Quand une assiette cassée vaut son pesant de centimes !

Dans la charmante bourgade de Witry-lès-Reims, où la vie est habituellement aussi tranquille qu’une flûte de champagne au repos, un fracas a récemment retenti dans les couloirs du collège Léonard-de-Vinci. Un son cristallin, celui d’une assiette qui se brise sur le sol de la cantine, a déclenché une chaîne d’événements dignes d’une comédie française. Préparez-vous à savourer cette histoire croustillante, où la monnaie de singe devient le héros du jour !

L’assiette à 3,28 euros : un drame en porcelaine

Imaginez un peu la scène : un jeune collégien de 12 ans, probablement en train de débattre des mérites comparés de la pizza et des frites à la cantine, laisse échapper de ses mains innocentes une assiette qui se fracasse sur le sol. Un accident, un acte manqué sans préméditation, et pourtant… La sanction tombe, implacable comme une tartine de Nutella qui atterrit du mauvais côté : une facture de 3,28 euros, précisément le prix d’un croissant et demi dans notre belle capitale.

Les parents de l’adolescent, abasourdis, se retrouvent face à une demande de remboursement qui, avouons-le, a de quoi laisser songeur. "Je trouve ça mesquin !", s’exclame le beau-père du jeune homme, visiblement plus habitué à gérer des crises d’adolescence qu’à évaluer le coût d’une vaisselle éphémère.

La révolte des centimes

Mais dans cette affaire, le beau-père ne manque pas d’humour ni de monnaie.

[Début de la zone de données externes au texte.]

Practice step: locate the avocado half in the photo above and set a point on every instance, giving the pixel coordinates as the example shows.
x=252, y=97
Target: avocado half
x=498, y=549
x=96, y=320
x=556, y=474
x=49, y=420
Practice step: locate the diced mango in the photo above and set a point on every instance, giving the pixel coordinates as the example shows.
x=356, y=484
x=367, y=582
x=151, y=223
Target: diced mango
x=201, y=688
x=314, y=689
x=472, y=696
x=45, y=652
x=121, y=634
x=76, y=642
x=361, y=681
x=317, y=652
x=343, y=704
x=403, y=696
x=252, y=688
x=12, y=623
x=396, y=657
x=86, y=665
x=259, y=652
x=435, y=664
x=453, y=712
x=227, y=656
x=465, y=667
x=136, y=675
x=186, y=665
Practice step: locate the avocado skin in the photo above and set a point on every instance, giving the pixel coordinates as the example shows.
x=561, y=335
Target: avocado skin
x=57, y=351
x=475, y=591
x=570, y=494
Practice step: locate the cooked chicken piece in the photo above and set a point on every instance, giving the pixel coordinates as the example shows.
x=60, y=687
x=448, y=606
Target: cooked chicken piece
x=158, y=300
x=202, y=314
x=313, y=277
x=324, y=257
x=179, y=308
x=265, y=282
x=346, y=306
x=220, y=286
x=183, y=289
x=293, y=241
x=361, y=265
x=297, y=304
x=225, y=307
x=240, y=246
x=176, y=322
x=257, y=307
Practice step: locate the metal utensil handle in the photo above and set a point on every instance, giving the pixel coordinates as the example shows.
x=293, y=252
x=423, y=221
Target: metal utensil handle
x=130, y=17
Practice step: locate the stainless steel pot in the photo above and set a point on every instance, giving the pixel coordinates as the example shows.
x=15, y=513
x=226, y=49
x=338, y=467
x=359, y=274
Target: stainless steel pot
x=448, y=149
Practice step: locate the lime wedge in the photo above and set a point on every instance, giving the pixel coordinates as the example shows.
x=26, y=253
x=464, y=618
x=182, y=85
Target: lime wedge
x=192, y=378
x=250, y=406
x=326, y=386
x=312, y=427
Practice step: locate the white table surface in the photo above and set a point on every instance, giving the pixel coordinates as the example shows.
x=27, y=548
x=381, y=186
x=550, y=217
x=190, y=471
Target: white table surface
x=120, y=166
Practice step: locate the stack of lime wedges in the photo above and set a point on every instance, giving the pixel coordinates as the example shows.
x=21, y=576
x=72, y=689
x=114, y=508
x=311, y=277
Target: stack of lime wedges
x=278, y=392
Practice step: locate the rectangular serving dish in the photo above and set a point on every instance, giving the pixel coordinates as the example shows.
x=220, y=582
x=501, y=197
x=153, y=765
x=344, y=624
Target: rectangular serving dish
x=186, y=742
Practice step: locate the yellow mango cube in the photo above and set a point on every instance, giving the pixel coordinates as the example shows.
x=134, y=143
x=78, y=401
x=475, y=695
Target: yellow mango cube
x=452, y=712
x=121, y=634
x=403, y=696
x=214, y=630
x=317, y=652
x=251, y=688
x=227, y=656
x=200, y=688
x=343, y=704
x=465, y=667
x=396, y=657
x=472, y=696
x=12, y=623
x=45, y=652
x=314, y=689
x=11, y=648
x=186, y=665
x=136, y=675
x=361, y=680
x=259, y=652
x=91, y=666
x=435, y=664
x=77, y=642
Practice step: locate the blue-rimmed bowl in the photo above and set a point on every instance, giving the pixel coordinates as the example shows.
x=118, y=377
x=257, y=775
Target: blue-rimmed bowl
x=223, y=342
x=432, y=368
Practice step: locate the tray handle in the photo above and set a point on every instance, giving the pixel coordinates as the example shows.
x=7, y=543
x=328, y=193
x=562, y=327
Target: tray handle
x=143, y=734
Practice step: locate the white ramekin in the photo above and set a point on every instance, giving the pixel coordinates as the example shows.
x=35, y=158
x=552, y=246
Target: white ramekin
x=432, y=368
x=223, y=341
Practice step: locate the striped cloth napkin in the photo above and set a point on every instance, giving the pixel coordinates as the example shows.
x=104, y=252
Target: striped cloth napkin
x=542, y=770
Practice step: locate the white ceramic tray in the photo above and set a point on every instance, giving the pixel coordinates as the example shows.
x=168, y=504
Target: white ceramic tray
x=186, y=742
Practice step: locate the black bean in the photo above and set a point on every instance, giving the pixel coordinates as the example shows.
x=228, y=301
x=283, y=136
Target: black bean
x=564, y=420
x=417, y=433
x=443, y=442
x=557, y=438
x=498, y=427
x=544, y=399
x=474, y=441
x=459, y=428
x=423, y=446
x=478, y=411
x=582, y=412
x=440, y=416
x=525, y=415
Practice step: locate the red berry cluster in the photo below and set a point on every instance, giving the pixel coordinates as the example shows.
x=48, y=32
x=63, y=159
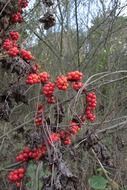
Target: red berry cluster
x=16, y=176
x=62, y=83
x=48, y=89
x=38, y=118
x=14, y=35
x=17, y=18
x=44, y=77
x=74, y=128
x=9, y=44
x=22, y=3
x=26, y=54
x=32, y=79
x=74, y=76
x=91, y=105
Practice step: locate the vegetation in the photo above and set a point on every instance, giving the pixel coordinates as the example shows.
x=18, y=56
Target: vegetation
x=63, y=95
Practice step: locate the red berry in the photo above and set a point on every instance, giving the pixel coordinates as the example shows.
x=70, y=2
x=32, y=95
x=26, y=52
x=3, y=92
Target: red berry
x=26, y=54
x=17, y=18
x=51, y=100
x=7, y=44
x=54, y=137
x=48, y=89
x=61, y=82
x=14, y=35
x=13, y=52
x=44, y=77
x=23, y=3
x=74, y=76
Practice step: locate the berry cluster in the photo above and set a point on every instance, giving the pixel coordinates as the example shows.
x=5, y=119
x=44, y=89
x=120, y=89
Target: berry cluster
x=22, y=4
x=17, y=18
x=48, y=89
x=26, y=54
x=16, y=176
x=74, y=76
x=62, y=83
x=32, y=79
x=14, y=35
x=44, y=77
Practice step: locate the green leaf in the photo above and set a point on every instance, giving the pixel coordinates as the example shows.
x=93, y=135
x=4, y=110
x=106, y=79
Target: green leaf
x=97, y=182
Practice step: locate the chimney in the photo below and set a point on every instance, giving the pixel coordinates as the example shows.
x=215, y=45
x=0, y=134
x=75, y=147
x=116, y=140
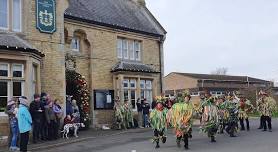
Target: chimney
x=140, y=2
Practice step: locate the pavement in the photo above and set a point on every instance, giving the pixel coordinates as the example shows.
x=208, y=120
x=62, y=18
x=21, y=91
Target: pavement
x=139, y=140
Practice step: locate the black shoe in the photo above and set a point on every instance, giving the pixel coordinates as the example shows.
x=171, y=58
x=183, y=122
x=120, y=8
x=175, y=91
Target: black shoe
x=157, y=146
x=163, y=140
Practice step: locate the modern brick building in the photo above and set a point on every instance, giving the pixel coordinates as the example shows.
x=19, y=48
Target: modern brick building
x=215, y=84
x=117, y=45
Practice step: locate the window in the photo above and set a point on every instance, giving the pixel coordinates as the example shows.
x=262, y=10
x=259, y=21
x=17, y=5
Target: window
x=104, y=99
x=129, y=86
x=133, y=84
x=131, y=50
x=17, y=70
x=119, y=48
x=12, y=85
x=75, y=44
x=17, y=89
x=125, y=49
x=146, y=90
x=3, y=95
x=14, y=17
x=17, y=15
x=125, y=83
x=4, y=69
x=128, y=49
x=137, y=48
x=4, y=14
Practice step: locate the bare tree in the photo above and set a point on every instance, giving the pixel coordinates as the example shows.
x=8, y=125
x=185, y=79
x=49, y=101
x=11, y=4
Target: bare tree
x=220, y=71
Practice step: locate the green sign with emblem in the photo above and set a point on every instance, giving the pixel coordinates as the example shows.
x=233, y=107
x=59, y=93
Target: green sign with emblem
x=46, y=16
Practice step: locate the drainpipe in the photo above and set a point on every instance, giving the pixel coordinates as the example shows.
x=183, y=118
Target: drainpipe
x=161, y=62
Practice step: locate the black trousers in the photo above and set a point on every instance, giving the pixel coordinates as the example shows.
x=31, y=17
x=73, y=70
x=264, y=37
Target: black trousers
x=261, y=122
x=24, y=139
x=52, y=126
x=185, y=139
x=267, y=119
x=36, y=130
x=241, y=120
x=44, y=129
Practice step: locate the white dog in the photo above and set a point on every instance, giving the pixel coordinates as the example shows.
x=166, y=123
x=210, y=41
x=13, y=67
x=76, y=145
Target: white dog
x=75, y=127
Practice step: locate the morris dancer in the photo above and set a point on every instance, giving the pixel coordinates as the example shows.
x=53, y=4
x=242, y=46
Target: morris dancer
x=244, y=107
x=180, y=118
x=158, y=121
x=119, y=114
x=210, y=119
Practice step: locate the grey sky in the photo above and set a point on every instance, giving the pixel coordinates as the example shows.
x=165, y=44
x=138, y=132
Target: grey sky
x=203, y=35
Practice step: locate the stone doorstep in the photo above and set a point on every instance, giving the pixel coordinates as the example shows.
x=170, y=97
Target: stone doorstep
x=83, y=136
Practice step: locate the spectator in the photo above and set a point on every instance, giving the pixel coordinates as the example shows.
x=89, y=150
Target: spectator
x=36, y=110
x=76, y=113
x=24, y=123
x=44, y=130
x=153, y=104
x=146, y=112
x=140, y=113
x=69, y=109
x=51, y=121
x=12, y=113
x=69, y=120
x=59, y=114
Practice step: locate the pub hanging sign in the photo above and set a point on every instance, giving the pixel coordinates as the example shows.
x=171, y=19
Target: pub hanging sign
x=46, y=15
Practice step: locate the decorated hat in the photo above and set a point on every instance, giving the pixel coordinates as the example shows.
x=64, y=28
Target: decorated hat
x=160, y=99
x=11, y=102
x=262, y=93
x=186, y=93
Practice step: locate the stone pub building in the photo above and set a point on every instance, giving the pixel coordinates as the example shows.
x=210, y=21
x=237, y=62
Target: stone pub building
x=116, y=45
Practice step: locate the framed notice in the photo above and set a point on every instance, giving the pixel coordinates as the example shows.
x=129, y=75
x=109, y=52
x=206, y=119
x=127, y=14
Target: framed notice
x=46, y=16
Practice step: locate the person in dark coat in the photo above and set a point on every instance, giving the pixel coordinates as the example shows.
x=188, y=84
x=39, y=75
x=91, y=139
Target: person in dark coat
x=140, y=112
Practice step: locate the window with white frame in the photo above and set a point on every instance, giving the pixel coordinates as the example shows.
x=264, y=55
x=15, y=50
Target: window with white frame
x=129, y=49
x=75, y=44
x=4, y=18
x=146, y=90
x=14, y=18
x=16, y=15
x=4, y=69
x=11, y=82
x=129, y=93
x=137, y=49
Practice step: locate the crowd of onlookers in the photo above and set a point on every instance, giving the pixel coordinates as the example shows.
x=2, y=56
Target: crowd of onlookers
x=43, y=116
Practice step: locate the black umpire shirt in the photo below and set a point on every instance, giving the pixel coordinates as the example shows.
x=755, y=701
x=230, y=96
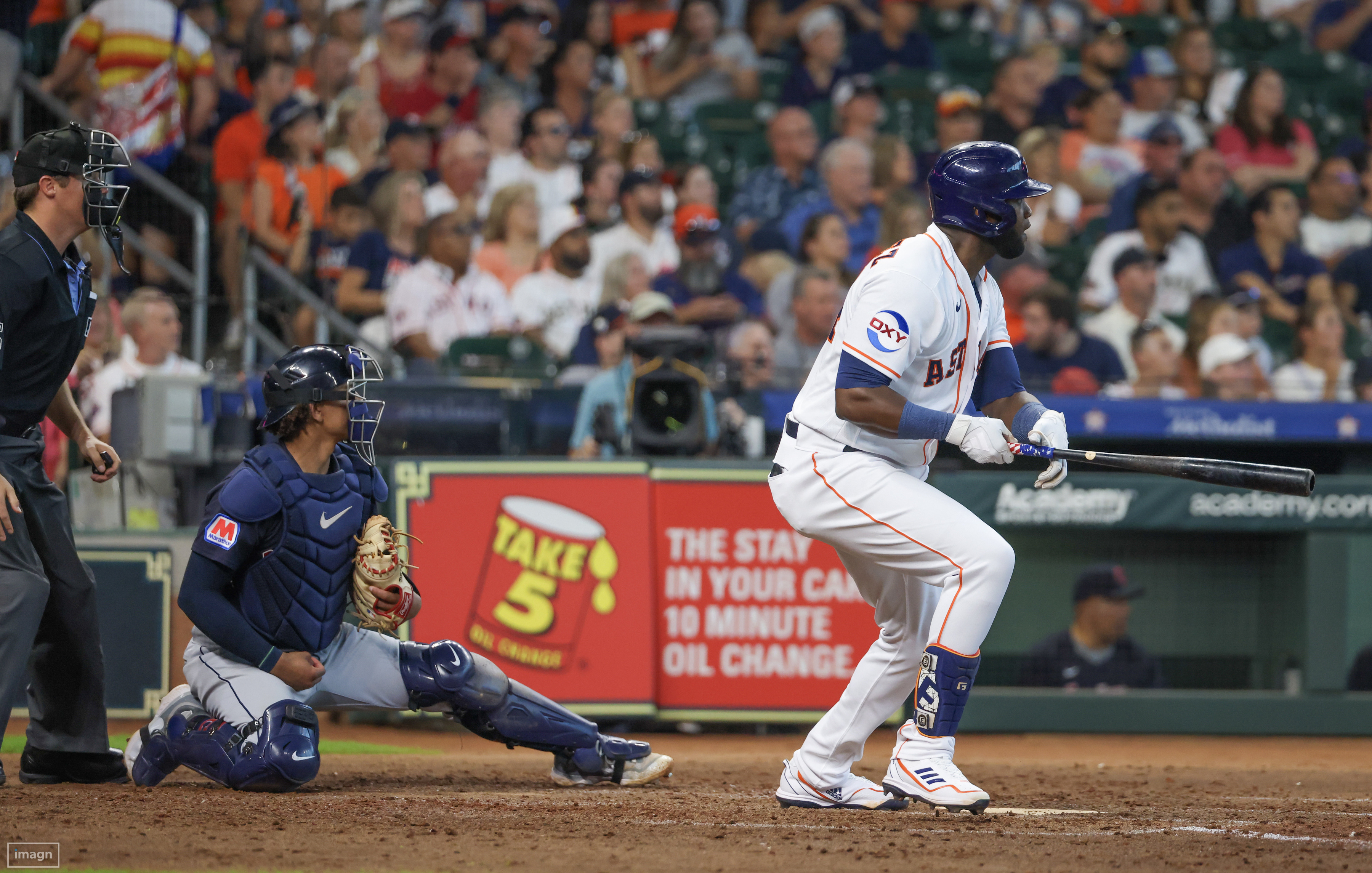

Il décide de régler la somme due en 328 pièces d’un centime, un acte de malice monétaire qui mériterait d’être immortalisé dans les annales de l’éducation nationale. Imaginez la scène, le principal du collège comptant méticuleusement chaque pièce, un sourire en coin, tandis que le tic-tac de l’horloge rythme ce ballet financier.

La morale de la porcelaine

Le collège, de son côté, se retranche derrière le règlement intérieur, arguant que "la casse de vaisselle représente un coût non négligeable pour l’établissement". Un argument qui se tient, certes, mais qui ne pèse pas lourd face à l’indignation populaire et au bon sens paysan. Après tout, qui n’a jamais cassé une assiette en chantant "À la claire fontaine" ?

En conclusion, chers lecteurs de BuzzDuSiecle.com, cette histoire nous rappelle que parfois, les petites pièces peuvent avoir une grande valeur… humoristique ! Et la prochaine fois que vous casserez une assiette, souvenez-vous : il y a toujours moyen de payer la facture avec le sourire, même si c’est en centimes.